The Leeds music scene has had a massive impact on the music I write and listen to.
When I was growing up, almost every pub had live bands playing, both black and white, a real mix of cultures. I got into the Indie scene, listening to bands like Nirvana and Veruca Salt. We used to play at the Duchess of York and the Town and Country Club. I used to go to Brighton Beach night at the Cockpit every week where you could hear The Charlatans and Stevie Wonder in the same venue.
To me, Leeds is a city of culture
I'm really proud to be from here and be part of the energy. Leeds has amazing talent, energy and passion for music and singing. There are so many diverse communities. I love seeing local groups shine and local artists become successful and put Leeds in the spotlight. The thriving arts scene in Leeds helps to nurture future stars from the area.
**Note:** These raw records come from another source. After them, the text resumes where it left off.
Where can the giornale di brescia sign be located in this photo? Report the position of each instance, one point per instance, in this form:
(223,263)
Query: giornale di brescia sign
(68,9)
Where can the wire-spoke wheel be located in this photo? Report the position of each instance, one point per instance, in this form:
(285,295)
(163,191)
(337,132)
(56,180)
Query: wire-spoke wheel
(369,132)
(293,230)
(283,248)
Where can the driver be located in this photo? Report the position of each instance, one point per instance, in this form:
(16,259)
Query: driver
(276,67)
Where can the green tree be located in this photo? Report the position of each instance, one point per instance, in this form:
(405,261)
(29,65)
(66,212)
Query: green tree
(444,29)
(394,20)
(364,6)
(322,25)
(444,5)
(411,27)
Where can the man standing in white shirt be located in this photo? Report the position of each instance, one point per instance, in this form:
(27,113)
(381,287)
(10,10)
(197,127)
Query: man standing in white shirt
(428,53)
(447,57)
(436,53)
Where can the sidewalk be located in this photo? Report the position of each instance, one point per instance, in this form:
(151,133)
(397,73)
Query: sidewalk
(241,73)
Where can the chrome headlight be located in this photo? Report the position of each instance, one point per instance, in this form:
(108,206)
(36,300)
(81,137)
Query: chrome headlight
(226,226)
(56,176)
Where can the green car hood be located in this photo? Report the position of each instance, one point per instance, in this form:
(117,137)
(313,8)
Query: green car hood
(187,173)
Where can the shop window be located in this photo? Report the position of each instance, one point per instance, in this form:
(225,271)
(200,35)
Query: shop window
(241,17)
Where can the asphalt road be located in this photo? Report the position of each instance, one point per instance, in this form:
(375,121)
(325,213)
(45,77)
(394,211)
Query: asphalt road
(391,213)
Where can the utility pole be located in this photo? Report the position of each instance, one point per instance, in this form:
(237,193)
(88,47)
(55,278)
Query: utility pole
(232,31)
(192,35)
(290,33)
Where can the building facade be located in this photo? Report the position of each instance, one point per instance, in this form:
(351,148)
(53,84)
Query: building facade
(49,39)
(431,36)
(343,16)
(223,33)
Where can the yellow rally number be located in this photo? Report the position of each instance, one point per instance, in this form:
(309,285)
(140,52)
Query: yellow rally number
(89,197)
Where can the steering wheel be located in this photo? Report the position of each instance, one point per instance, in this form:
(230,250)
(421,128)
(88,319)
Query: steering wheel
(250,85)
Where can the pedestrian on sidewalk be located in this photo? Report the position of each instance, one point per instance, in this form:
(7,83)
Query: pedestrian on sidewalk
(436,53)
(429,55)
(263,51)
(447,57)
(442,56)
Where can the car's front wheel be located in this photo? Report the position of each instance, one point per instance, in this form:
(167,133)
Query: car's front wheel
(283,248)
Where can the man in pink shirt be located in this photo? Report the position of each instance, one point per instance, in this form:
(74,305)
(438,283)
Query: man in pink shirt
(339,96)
Growing up here was the best.
I lived near Moortown and Roundhay with my parents and sisters and I have such happy memories. I sang at church and played violin in the school orchestra, just normal stuff. My grandparents and relations lived at Chapeltown and we went to Carnival every year. It used to be free to get into Canal Gardens at Roundhay with its maze and Butterfly House, so we were there every school holiday. It felt like it was always great weather.
I started an all-girl band called Helen when I was 15.
It wasn't a precocious thing to do – everyone we knew was in a band and all the bars and pubs in Leeds put on nights. We were all underage and everyone knew it. I really liked that scene: walking down the street making up songs, going to play them in front of strangers who accepted them as legitimate. It made me realise music was something that you could be part of, that you could just make in your room.
I love bringing friends over from the USA to Yorkshire.
They can’t get their heads round the scale of it. Within 15 minutes (depending on which direction I drive), we can get to breathtaking countryside, a busy city centre, the coolest, edgiest club or an isolated country pub with no phone signal. I can't think of anywhere else in the world with that kind of variety all in such close proximity. The history, the culture and heritage, everyone I know who comes here is blown away by it.
I couldn’t listen to music just after I lost Jason
(Corinne’s husband, Jason Rae, a saxophonist died of an accidental drug overdose in 2008).
You learn how to cope and you do that by talking to friends and family about it. People stopped me in the street to tell me how much my album (released in 2016) meant to them and how they’d gone through something similar and I’m grateful that my music has been helpful for people. We don’t talk about death even though it’s a fundamental part of life. We seem to think if we don’t talk about it then maybe it won’t happen but then we’re traumatized when it does. I’m glad to have been part of that conversation about living and dying.
I spend a lot of time in Los Angeles, but I always gravitate back to Yorkshire.
My family and close friends are here, I have a house and garden which I adore. There's something about the Dales, the stone of the buildings, the greenery and the grit of the towns that makes me feel so happy.
I like to touch base with people based in Yorkshire working on international musical, dance and theatre projects.
I recently worked with Richard Hawley (Sheffield guitarist from the Longpigs) on a song for the film Funny Cow, a biography of comedian Marti Caine, starring Maxine Peake, which is filmed around Leeds, Hebden Bridge and Saltaire. I even have a small role in it.